The intention is to eventually invert this logic and allow split IOs upon
upgrade to Umberella in this same function.

Signed-off-by: Alex Ainscow <aainscow@uk.ibm.com>
src/erasure-code/ErasureCodeInterface.h
src/erasure-code/isa/ErasureCodeIsa.h
src/erasure-code/jerasure/ErasureCodeJerasure.h
src/mon/OSDMonitor.cc
src/mon/OSDMonitor.h
src/osd/ECUtil.h
src/osd/osd_types.h

index 4f6c73405270220731b31bda23fa97972e6db6b3..0825f24a3b9935454c5369333c6bba21b2a58b9d 100644 (file)
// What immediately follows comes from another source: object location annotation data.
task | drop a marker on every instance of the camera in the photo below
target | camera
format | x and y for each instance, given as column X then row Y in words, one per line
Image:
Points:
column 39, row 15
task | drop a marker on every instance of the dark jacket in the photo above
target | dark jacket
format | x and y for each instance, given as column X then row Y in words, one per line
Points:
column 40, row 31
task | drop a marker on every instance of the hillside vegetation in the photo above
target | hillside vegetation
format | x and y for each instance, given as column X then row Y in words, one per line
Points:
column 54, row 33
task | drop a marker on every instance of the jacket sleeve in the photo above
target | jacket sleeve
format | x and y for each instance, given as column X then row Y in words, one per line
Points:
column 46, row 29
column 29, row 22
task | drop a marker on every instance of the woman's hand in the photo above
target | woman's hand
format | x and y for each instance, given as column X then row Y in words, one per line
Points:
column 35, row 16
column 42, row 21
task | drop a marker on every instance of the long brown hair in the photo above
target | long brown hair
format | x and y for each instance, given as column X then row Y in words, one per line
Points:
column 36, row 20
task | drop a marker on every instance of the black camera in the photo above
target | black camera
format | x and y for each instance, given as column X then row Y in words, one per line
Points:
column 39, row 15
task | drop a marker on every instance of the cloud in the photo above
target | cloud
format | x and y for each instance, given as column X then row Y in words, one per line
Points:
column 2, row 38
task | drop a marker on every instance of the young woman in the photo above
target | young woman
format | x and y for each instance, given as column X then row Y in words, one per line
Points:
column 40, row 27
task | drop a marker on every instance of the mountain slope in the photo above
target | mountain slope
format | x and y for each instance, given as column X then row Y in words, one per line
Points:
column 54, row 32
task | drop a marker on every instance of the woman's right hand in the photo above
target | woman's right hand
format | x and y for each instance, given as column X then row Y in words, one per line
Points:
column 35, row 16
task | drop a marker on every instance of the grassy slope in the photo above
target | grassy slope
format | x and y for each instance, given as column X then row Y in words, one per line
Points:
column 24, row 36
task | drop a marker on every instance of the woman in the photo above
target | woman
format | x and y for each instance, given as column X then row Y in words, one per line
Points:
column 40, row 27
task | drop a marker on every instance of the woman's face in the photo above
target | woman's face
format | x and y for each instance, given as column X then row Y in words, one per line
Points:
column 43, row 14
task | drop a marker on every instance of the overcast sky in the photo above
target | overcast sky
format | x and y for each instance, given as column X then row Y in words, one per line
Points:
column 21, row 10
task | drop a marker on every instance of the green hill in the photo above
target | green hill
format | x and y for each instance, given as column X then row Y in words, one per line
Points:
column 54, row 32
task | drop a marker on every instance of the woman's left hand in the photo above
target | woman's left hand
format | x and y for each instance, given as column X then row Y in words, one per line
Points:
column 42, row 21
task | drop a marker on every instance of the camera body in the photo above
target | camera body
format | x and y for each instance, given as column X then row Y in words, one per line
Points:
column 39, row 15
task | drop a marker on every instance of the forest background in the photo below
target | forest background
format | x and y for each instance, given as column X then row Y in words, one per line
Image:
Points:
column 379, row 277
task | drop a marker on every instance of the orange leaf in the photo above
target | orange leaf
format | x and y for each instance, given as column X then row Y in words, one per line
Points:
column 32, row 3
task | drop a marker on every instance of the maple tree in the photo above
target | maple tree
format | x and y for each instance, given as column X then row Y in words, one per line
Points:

@@ -685,6 +685,11 @@ namespace ceph {
        * to decode a parity CRC to get the CRC of a data shard.
        */
       FLAG_EC_PLUGIN_CRC_ENCODE_DECODE_SUPPORT = 1<<7,
+      /* This plugin supports the ability for the client to read directly from
+       * the OSD containing a shard. This currently requires that raw shard ==
+       * shard and that the data shards are simply striped.
+       */
+      FLAG_EC_PLUGIN_DIRECT_READS = 1<<8,
     };
     static const char *get_optimization_flag_name(const plugin_flags flag) {
       switch (flag) {
@@ -697,6 +702,8 @@ namespace ceph {
       case FLAG_EC_PLUGIN_OPTIMIZED_SUPPORTED: return "optimizedsupport";
       case FLAG_EC_PLUGIN_CRC_ENCODE_DECODE_SUPPORT:
         return "crcencodedecode";
+      case FLAG_EC_PLUGIN_DIRECT_READS:
+        return "directreads";
       default: return "???";
       }
     }
index ae14b1d6aace9737f8233faf5b7ff31ad9700047..532d7130bdb1219ed5a0da75ad81d7d94dc9f013 100644 (file)
@@ -69,7 +69,8 @@ public:
             FLAG_EC_PLUGIN_PARTIAL_READ_OPTIMIZATION |
             FLAG_EC_PLUGIN_PARTIAL_WRITE_OPTIMIZATION |
             FLAG_EC_PLUGIN_ZERO_INPUT_ZERO_OUTPUT_OPTIMIZATION |
-            FLAG_EC_PLUGIN_PARITY_DELTA_OPTIMIZATION;
+            FLAG_EC_PLUGIN_PARITY_DELTA_OPTIMIZATION |
+            FLAG_EC_PLUGIN_DIRECT_READS;
 
     if (technique == "reed_sol_van"sv) {
        flags |= FLAG_EC_PLUGIN_CRC_ENCODE_DECODE_SUPPORT;
index 14ea1d99d5805adb1b4399bd7b4345fbf1a1c9fe..9404f48fc7905208b85ef52b2e2a028389460fcb 100644 (file)
@@ -51,7 +51,8 @@ public:
     flags = FLAG_EC_PLUGIN_PARTIAL_READ_OPTIMIZATION |
       FLAG_EC_PLUGIN_PARTIAL_WRITE_OPTIMIZATION |
       FLAG_EC_PLUGIN_ZERO_INPUT_ZERO_OUTPUT_OPTIMIZATION |
-      FLAG_EC_PLUGIN_PARITY_DELTA_OPTIMIZATION;
+      FLAG_EC_PLUGIN_PARITY_DELTA_OPTIMIZATION |
+      FLAG_EC_PLUGIN_DIRECT_READS;
 
     if (technique == "reed_sol_van"sv) {
       flags |= FLAG_EC_PLUGIN_OPTIMIZED_SUPPORTED;
index 29ceebe21061cdf3d446dac4927e7a8004c3791d..a0011b0d1703b75fee58332401eeb8f928c8ecc6 100644 (file)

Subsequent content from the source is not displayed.